If you are a Star Wars fan, every day is May 4th. I recently let the force choose a book to read from the shelves. Star Wars: From a Certain Point of View has been in my bookcase for a hot minute. Given my recent penchant for books on tape ( I know they are called audiobooks, but my reference is analog), I purchased the audio version. Published in 2017 for the fortieth anniversary of the original film's release, "more than forty contributors lend their vision to this retelling of Star Wars. Each of the forty short stories reimagines a moment from the original film but through the eyes of a supporting character. From a Certain Point of View features contributions by bestselling authors, trendsetting artists, and treasured voices from the literary history of Star Wars."
So many stories to choose from, so many characters and scenes to explore, so many possible lines of literary flight – Captain Antilles, Aunt Beru, Grand Moff Tarkin, or the Sith of Datawork – a midlevel administrator that helps a stormtrooper out of a jam, all add to the ever-expanding universe (horrible pun intended) of Star Wars stories.
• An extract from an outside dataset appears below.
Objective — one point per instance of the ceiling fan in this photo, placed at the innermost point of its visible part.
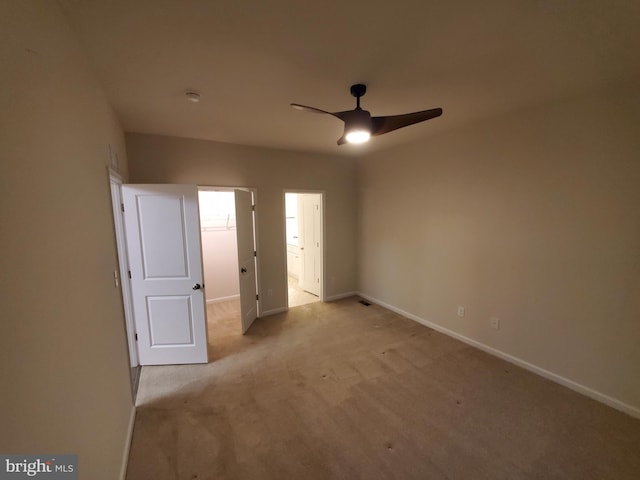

I was tractor-beamed toward "The Baptist," by Nnedi Okorafor, about "the monster in the trash compactor." As you may know from my posts here, here, and here, Okorafor is one of my favs. "The Baptist" focuses on Omi, the Dianoga seven-tentacled cephalopod kidnapped from her home planet and taken to live inside the waste sewers of the Death Star. Omi means water in Yoruba. Okorafor is stellar in her rendering of Omi, entirely re-imagining a central narrative hook – Luke Skywalker's embrace of the force.
In an interview with Kristin Baver Okorafor explains her choice to write about Omi, "I knew I wanted to get really close to Omi. I wanted this to be her part of the story. The Star Wars series tends to focus on human or humanoid characters. At times, this feels limiting to me, the series being set in such a vast universe. There are all these other people we meet or see along the way and I'm always wondering about their stories. So, I knew I wanted to tell this creature's story in a way that showed her life as being just as spectacular as the human and humanoid characters of Star Wars."
Having seen the film in 1977 as a young child, I have vivid memories of waiting for the Stormtroopers to burst through the back of the theater, waiting in line for The Return of the Jedi, and spending too much of other people's money on toys. The stories are
Imagining the scenes and subtext backstories these new narratives invoke and rewrite, accompanied by sound effects and movie dialogue, has been a joyous experience of event-horizon future-gazing nostalgia.
Other anthologized authors include Daniel José Older, Zoraida Córdova, Pablo Hidalgo, Madeleine Roux, and a host of other galactic, hyper-space-invoking imaginations.
The From a Certain Point of View series also features anthologies of stories inspired by The Empire Strikes Back and The Return of the Jedi.